As the entertainment industry has grown and globalized, it has become more difficult to accurately indicate a specific work in workflows, distribution, and metadata management. Title alone has become inadequate, as titles are reused, remakes issued, and sundry versions of a work are promulgated.
On top of that, digital distribution has become the norm. This lowers the costs of distribution, but removes the element of human judgement. So, if a licensing agreement is struck between two parties for "Gone With the Wind," for example, it has to be made clear which version: the 1939 version? The restored edition? The one with a commentary track? In English, Spanish, or German?
So, like physical retail works have a UPC code, creative works now have an EIDR ID. Separate EIDR IDs may be issued for the abstract work (i.e. independent of version, language, media, or edit), for specific versions (in EIDR nomenclature referred to as an "edit," or specific distribution item (including, potential, encoding, soundtracks(s), etc.).
These levels of detail can each receive their own EIDR ID, but the way the EIDR registry has been designed, the relationship between them is implicit: so if you specify the EIDR ID for a particular Blu-Ray release, the edit it derives from, and the abstract record are automatically related.

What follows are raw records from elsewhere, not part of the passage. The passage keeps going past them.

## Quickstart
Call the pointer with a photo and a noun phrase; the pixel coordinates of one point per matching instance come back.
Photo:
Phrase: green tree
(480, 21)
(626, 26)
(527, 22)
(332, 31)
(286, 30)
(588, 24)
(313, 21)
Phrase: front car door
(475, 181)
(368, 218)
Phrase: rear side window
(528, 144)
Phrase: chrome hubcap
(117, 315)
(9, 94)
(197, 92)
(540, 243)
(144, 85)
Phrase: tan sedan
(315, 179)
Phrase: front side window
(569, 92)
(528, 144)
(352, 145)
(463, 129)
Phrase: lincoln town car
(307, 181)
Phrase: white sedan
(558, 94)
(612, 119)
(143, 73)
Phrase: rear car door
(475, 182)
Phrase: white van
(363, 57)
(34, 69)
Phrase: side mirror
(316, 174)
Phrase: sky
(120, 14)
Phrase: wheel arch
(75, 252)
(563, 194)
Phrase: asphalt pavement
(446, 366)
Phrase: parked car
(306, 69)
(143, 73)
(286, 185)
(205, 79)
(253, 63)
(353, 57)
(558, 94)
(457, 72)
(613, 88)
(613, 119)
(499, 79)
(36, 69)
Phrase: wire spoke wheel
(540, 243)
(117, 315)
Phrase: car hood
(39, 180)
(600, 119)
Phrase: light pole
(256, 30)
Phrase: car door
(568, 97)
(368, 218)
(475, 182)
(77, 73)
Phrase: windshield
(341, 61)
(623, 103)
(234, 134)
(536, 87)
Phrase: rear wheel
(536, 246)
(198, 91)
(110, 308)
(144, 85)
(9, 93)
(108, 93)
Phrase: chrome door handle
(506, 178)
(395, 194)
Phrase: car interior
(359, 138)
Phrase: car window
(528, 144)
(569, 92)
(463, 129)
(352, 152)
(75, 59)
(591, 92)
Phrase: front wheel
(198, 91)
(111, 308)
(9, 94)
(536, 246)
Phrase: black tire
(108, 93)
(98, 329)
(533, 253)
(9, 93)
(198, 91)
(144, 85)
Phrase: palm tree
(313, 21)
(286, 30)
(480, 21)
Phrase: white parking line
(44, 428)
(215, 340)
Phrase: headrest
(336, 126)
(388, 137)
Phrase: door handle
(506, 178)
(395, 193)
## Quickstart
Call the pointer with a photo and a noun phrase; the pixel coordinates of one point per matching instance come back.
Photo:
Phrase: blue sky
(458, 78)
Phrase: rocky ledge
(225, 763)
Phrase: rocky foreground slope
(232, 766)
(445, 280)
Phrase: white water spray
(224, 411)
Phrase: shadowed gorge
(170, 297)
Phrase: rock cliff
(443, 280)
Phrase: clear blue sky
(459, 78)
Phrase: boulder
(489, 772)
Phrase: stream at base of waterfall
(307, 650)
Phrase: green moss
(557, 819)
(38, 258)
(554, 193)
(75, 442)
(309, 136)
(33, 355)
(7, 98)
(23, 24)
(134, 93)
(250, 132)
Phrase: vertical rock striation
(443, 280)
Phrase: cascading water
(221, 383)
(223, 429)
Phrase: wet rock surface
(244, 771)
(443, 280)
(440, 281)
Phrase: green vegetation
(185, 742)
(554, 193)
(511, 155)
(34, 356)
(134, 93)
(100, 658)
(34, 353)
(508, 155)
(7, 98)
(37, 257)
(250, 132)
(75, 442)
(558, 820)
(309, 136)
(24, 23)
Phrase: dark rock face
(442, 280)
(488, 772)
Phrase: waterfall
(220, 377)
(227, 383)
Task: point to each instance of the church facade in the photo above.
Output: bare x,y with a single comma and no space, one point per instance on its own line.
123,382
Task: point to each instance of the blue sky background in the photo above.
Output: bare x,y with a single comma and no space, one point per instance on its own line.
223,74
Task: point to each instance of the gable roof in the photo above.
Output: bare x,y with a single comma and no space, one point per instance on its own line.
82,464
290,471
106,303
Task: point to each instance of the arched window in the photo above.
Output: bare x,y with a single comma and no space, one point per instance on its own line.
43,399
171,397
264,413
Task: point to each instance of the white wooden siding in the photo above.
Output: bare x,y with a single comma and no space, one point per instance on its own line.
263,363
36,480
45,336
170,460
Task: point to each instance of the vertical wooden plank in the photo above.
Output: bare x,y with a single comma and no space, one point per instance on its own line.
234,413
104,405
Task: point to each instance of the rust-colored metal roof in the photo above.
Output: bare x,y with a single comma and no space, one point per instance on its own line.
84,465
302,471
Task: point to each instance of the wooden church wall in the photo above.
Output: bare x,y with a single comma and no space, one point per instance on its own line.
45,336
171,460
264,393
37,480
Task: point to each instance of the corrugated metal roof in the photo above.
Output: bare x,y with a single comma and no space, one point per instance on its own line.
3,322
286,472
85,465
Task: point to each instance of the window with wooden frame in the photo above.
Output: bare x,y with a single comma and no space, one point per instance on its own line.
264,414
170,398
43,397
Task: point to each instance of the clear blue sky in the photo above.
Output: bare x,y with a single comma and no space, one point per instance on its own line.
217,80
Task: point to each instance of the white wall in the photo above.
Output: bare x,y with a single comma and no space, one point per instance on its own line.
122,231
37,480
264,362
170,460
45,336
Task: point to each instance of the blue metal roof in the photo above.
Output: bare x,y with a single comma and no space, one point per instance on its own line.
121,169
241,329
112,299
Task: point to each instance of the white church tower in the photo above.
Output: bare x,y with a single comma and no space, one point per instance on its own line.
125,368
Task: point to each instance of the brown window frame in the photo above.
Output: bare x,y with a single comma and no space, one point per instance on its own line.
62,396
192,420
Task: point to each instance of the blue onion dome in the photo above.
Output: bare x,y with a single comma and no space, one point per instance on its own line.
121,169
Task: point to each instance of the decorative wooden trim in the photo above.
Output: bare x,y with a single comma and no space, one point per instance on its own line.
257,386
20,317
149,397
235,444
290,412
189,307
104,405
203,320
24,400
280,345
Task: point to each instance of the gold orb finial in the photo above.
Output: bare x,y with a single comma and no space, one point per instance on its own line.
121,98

There are a number of ways in which EIDR can be useful in workflow, licensing, accounting, metadata management, and distribution:
- Licensing, pre-production, and distribution agreements can be tied to a specific item, or a family of related items by obtaining and specifying an EIDR ID in agreements.
- Matching to external catalogs can by simplified (and, potentially, automated) if both catalogs use the EIDR ID as a key for specific works.

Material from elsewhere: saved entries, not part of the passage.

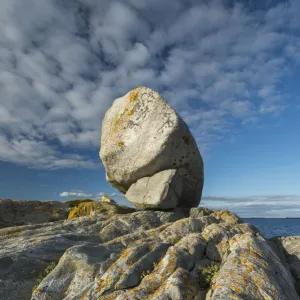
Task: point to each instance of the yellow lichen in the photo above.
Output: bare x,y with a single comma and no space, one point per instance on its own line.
133,94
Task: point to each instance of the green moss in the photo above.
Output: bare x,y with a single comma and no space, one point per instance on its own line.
207,273
47,271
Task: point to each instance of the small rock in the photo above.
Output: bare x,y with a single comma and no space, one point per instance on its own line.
162,191
107,199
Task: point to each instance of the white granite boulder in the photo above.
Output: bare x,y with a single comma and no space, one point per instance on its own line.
141,136
162,191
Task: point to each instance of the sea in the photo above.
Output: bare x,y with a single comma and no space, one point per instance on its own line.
275,227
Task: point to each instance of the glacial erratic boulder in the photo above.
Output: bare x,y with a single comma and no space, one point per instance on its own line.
162,191
141,136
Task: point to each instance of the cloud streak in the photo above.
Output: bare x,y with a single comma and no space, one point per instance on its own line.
267,206
62,64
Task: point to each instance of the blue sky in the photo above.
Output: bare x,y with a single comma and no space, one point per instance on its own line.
230,68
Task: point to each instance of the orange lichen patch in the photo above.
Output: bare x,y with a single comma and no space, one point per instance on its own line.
186,139
83,209
133,94
85,295
73,213
38,290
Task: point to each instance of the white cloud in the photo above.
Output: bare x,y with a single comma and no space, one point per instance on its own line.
256,206
75,194
61,65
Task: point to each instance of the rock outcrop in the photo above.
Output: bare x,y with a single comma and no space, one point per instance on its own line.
106,207
141,136
162,191
189,254
24,212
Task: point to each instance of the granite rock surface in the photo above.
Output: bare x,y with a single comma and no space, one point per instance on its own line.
141,136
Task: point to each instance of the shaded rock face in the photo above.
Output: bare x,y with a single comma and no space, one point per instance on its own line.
142,255
141,136
22,212
161,191
106,207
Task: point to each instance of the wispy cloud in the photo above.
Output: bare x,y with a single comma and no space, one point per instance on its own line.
256,206
75,194
63,64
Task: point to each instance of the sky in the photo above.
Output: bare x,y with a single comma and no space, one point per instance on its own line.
230,69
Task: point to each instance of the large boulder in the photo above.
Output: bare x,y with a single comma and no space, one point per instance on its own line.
141,136
161,191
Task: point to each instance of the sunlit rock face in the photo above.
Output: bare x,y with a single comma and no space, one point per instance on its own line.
162,190
141,136
206,254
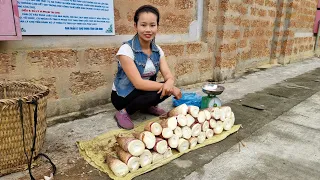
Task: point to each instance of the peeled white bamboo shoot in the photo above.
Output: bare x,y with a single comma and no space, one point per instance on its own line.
161,146
145,158
170,122
173,141
205,126
208,114
118,167
193,141
212,123
219,128
178,132
132,145
168,153
227,111
201,117
147,137
153,127
131,161
201,137
209,133
216,113
195,129
182,120
183,145
190,120
156,157
193,111
186,132
167,133
182,109
223,116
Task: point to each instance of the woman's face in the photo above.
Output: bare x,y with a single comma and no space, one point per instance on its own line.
147,26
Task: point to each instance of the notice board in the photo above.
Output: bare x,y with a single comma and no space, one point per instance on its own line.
66,17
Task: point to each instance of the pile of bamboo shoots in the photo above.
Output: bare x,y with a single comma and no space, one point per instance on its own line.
184,128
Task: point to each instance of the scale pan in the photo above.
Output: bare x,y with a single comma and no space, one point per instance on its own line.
212,89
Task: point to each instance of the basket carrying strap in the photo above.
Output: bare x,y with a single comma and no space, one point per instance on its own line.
35,115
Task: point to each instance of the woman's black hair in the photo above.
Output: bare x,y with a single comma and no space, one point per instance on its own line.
146,8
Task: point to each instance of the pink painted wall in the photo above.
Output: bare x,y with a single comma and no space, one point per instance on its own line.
7,27
9,20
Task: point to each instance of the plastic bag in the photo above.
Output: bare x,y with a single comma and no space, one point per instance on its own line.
188,99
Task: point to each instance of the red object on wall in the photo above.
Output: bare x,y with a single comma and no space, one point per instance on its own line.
9,21
316,22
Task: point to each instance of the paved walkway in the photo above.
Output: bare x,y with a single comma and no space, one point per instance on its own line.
279,110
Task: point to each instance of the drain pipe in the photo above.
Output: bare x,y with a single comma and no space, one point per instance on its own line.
317,38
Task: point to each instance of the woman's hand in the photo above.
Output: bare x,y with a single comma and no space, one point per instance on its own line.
166,89
177,93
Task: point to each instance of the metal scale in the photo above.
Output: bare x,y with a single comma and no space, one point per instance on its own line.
211,100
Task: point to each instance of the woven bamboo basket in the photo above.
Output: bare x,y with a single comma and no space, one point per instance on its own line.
12,154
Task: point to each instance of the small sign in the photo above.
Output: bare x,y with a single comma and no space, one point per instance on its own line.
66,17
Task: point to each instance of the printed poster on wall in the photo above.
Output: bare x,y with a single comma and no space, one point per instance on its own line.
66,17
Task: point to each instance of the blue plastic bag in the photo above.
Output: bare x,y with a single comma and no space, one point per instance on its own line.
188,99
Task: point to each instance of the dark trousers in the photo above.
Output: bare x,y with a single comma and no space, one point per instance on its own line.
136,100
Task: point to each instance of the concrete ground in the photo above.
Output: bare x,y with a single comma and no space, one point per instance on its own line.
279,109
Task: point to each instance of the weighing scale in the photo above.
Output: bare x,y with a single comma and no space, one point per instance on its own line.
212,90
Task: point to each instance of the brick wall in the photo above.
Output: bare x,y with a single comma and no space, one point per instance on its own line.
236,35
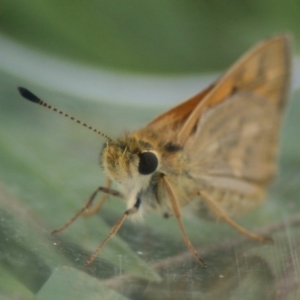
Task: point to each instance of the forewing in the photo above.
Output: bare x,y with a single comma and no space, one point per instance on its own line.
265,71
232,151
177,116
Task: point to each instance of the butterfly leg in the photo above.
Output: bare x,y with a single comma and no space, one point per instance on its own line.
177,214
89,202
222,215
91,210
115,229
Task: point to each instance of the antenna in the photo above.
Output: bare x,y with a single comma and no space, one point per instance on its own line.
33,98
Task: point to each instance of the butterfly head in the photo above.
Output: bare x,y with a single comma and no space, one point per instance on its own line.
130,162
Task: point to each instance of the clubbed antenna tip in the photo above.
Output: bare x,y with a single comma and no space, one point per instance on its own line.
28,95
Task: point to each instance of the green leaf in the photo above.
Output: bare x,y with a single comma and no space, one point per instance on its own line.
69,283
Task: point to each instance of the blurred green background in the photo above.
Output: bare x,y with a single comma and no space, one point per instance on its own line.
116,64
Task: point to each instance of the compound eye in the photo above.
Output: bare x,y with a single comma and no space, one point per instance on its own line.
148,163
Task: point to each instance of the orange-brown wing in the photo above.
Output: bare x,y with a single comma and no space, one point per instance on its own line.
177,116
232,150
264,71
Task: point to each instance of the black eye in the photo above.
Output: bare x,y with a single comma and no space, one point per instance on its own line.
148,163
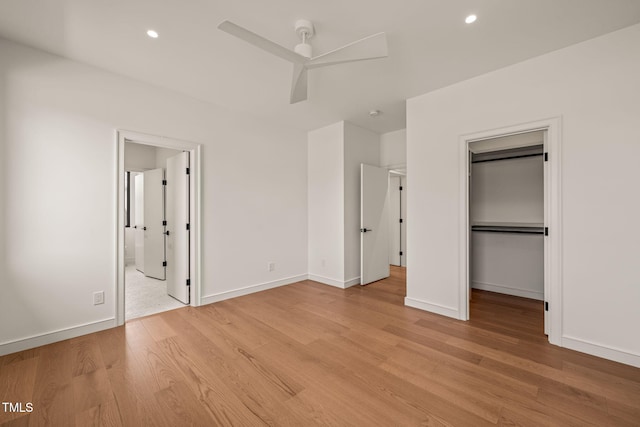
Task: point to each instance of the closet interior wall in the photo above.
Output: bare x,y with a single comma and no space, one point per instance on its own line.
507,218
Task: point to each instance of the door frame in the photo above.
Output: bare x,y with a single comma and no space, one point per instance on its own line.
553,242
195,244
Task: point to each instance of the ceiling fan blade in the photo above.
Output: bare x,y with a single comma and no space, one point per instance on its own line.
261,42
372,47
298,84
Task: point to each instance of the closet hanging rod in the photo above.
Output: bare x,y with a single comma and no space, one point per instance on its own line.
507,158
508,229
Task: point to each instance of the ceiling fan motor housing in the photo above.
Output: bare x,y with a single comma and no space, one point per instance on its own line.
305,30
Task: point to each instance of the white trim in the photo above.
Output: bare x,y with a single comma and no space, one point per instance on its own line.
431,307
123,136
55,336
553,199
352,282
600,350
221,296
509,290
334,282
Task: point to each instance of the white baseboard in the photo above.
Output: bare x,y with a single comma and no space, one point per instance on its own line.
600,350
431,307
502,289
333,282
208,299
55,336
352,282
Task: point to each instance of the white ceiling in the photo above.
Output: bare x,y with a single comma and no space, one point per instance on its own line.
430,46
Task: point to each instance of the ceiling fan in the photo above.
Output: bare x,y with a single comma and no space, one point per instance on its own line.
372,47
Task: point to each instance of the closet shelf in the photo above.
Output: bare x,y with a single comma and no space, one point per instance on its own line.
508,227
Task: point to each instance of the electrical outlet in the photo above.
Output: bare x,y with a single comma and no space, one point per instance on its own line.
98,298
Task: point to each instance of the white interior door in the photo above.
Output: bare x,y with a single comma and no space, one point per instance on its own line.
374,224
139,221
177,208
153,224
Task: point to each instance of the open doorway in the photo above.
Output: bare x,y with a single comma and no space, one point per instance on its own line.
382,222
511,234
147,205
158,234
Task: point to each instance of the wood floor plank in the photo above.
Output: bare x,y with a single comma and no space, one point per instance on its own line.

- Big data analytics of revenue and audience data can support roll-up and drill-down capabilities by taking advantage of EIDR's embedded relationships. So the contribution of viewership and cash coming from specific versions of a work can be recorded, and--by accessing EIDR's structural characteristics--rolled up to the edits and base work (and, where appropriate the series and season).
- Because EIDR itself is a not-for-profit organization, founded by and supporting the entertainment industry, your company will not have to rely upon some proprietary third-party identification scheme. EIDR's sole responsibility is to the industry at large, and is standard's based (ANSI, DOI), so does not take special software or licensing to use.
- Some distributors are now requiring that represented works have EIDR IDs in order to obtain distribution. It has proven fundamental to being able to automate, and accurately manage and report their own internal workflows.